Animated captions, burned-in
Render animated, per-word captions directly into the MP4 from a transcript JSON file.
Ship per-word animated captions in fifteen minutes. No SRT muxing, no caption library, no font-loading flake — captions are just DOM nodes, animated by CSS, rendered into the frame.
What you'll learn
- Mapping a transcript JSON into timed
<span>s - Driving the animation with
data-startanddata-duration - A tiny build step that goes from Whisper output to ready-to-render HTML
The result
The transcript
Whisper, Deepgram, AssemblyAI — they all emit something close to this shape:
{
"words": [
{ "text": "Captions", "start": 0.10, "end": 0.42 },
{ "text": "are", "start": 0.45, "end": 0.58 },
{ "text": "just", "start": 0.80, "end": 1.02 },
{ "text": "DOM", "start": 1.15, "end": 1.40 },
{ "text": "nodes", "start": 1.50, "end": 1.78 },
{ "text": "now.", "start": 1.85, "end": 2.20 }
]
}The build step
A short script turns the transcript into spans with timing baked in:
// build-captions.mjs
import { readFileSync, writeFileSync } from "node:fs";
const { words } = JSON.parse(readFileSync("transcript.json", "utf8"));
const spans = words.map(w => {
const duration = (w.end - w.start).toFixed(3);
return `<span class="w"
data-start="${w.start}"
data-duration="${duration}"
style="animation-delay:${w.start}s">${w.text}</span>`;
}).join("\n ");
const html = readFileSync("template.html", "utf8").replace("{{CAPTIONS}}", spans);
writeFileSync("out.html", html);The template is a plain document with one slot:
<!doctype html>
<html>
<head>
<style>
body { margin:0; height:100vh; background:#000; color:#fff;
font: 700 56px/1.2 ui-sans-serif, system-ui;
display:grid; place-items:end center; padding-bottom:80px; }
.cap { max-width:80vw; text-align:center; text-wrap: balance; }
.w { opacity:0; display:inline-block; margin:0 6px;
animation: pop .35s cubic-bezier(.2,.9,.2,1) both; }
@keyframes pop {
from { opacity:0; transform: translateY(8px) scale(.96); }
to { opacity:1; transform:none; }
}
</style>
</head>
<body>
<p class="cap">{{CAPTIONS}}</p>
</body>
</html>Render:
node build-captions.mjs
hyperframes render out.html --out captioned.mp4 --crf 18 --workers 4Pairing captions with a clip
If the captions sit on top of a video clip, both share the same timeline. The clip element uses data-start / data-duration for its own timing; captions use data-start for their per-word reveal. No coordination required — both read from frame-pinned time.

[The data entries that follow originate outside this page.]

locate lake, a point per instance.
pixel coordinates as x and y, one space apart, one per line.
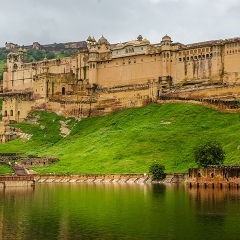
118 211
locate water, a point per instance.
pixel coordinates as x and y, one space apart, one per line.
118 211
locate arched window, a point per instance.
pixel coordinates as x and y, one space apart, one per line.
63 91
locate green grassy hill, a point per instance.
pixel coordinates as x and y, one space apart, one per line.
130 140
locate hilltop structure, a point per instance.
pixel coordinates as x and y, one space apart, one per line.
102 78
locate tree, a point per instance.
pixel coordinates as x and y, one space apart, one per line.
157 170
209 153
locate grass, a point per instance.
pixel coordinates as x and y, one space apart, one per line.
2 64
130 140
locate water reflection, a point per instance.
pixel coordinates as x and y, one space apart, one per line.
118 211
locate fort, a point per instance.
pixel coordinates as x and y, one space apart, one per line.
102 77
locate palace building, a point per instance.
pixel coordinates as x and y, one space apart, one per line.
104 77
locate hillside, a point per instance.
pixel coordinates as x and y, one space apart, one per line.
130 140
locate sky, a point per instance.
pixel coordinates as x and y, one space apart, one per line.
185 21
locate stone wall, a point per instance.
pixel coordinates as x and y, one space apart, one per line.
214 177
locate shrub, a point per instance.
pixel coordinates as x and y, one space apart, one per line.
210 153
157 170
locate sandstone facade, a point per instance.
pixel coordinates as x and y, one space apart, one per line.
102 78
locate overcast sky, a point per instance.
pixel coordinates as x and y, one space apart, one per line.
186 21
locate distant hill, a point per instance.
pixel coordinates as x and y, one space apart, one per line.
129 141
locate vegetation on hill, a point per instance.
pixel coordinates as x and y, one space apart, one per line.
129 141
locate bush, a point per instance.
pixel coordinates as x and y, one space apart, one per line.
210 153
157 170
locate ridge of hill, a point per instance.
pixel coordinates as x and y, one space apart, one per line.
130 140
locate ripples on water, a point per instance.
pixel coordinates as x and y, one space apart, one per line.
118 211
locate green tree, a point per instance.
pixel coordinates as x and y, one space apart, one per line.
50 55
157 170
209 153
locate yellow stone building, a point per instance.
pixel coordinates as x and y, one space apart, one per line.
106 77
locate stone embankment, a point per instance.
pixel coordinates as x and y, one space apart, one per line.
109 178
214 177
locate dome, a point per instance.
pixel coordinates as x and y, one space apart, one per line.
120 45
103 41
139 38
133 43
166 38
89 39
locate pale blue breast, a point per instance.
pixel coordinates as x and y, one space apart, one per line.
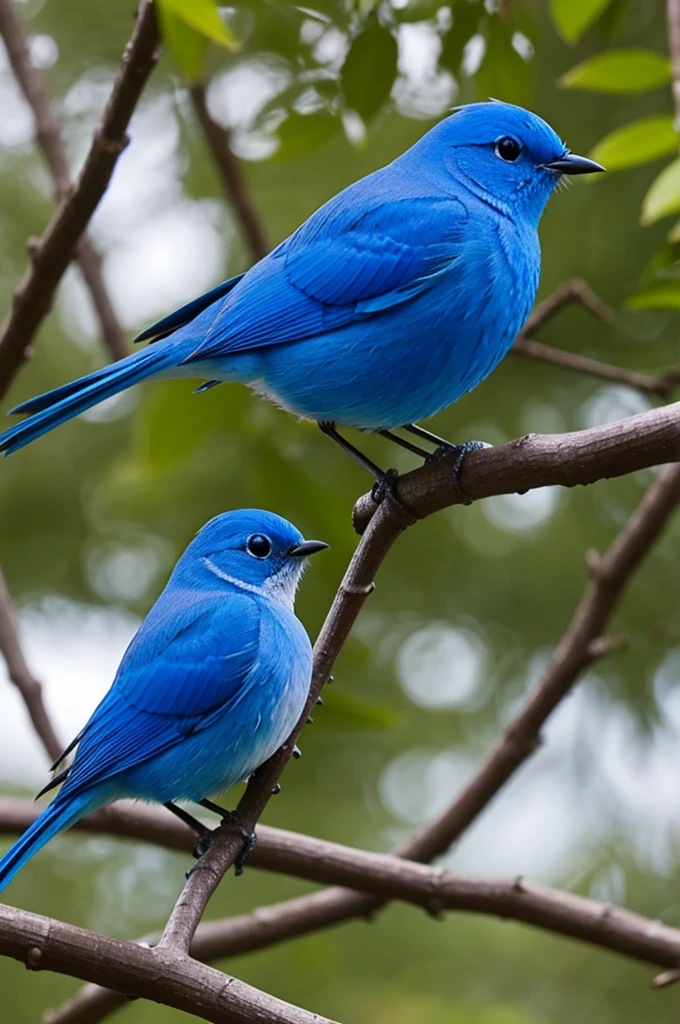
249 731
412 361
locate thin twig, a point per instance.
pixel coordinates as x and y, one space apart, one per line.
577 290
49 139
578 648
673 19
52 253
228 167
22 676
388 877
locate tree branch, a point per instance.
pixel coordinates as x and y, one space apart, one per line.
538 461
49 139
52 253
673 19
230 174
22 677
581 644
578 291
45 944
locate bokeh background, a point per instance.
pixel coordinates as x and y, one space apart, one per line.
470 602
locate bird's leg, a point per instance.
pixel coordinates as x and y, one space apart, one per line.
331 431
203 833
384 478
444 448
402 442
231 818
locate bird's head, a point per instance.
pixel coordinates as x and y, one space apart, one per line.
507 156
252 550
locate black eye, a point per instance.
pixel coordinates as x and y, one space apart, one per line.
508 148
258 546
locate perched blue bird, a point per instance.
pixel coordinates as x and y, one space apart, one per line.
211 685
393 300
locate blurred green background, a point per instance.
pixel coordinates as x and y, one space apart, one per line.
470 602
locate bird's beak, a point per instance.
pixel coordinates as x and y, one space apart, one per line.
306 548
569 163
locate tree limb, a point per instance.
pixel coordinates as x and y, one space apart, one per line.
22 677
228 168
52 253
49 139
539 461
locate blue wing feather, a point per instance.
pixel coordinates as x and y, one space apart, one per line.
337 268
189 660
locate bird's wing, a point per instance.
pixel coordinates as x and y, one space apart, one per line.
336 269
187 311
180 670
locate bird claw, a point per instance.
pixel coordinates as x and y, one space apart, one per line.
385 486
460 452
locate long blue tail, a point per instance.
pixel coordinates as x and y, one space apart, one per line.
54 408
54 818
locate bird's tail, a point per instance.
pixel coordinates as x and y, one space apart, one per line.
54 408
59 815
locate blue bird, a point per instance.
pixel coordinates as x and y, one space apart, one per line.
393 300
212 684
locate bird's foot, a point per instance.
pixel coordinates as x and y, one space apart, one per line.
460 452
249 841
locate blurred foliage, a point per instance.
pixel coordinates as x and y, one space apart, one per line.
470 601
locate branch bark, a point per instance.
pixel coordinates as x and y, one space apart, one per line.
22 677
582 643
45 944
49 139
230 173
52 253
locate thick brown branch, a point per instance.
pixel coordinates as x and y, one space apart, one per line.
52 253
22 676
230 175
579 647
45 944
49 139
541 460
381 878
673 18
578 291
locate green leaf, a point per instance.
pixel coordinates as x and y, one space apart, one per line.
503 74
664 195
370 69
620 72
572 17
637 142
203 16
349 710
466 24
301 133
187 47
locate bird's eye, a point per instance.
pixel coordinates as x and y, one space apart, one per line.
258 546
508 148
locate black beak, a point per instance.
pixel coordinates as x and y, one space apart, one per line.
306 548
568 163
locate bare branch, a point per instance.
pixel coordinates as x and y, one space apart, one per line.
22 676
540 460
228 167
45 944
49 139
578 291
52 253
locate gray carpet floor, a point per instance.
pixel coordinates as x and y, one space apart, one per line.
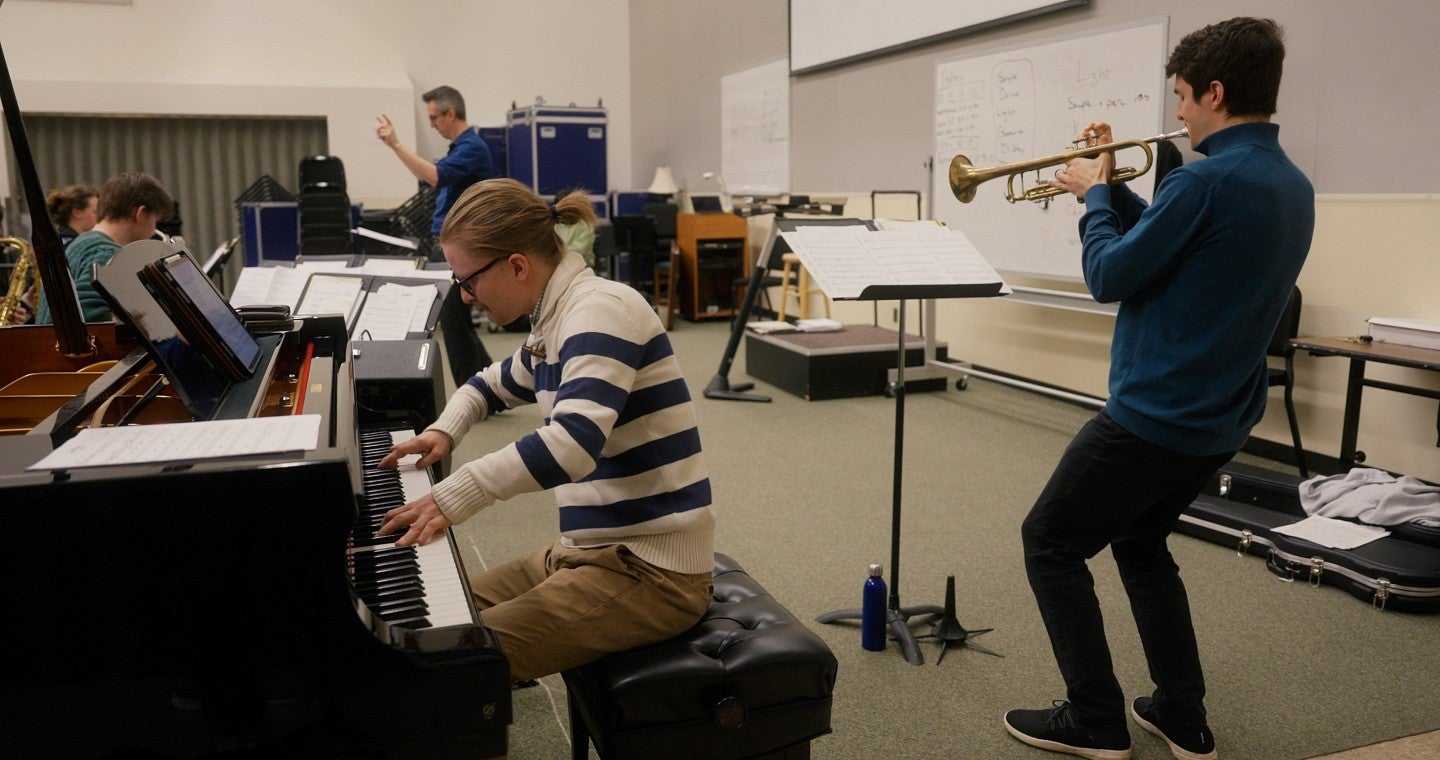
804 503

<video class="clip" src="hero.webm"
data-start="0" data-duration="8"></video>
<p class="cap" data-start="0" data-duration="8">
<span class="w" data-start="0.10" style="animation-delay:0.10s">Captions</span>
...
</p>Styling that survives platform compression
Three things make burned-in captions readable after TikTok's compressor mangles them:
- A semi-opaque shadow under each word:
text-shadow: 0 2px 8px rgba(0,0,0,.6); - A minimum font size of ~48px at 1080p.
- Avoid pure white on bright backgrounds —
#f8fafcreads as white and bands less.
Tweak it
- Swap
popforslide-upif your brand voice is calmer. - Highlight the active word by giving it a different color via
:nth-childmatched to playback time. - Add
data-fade="out:0.2"to fade the whole caption block as the clip ends.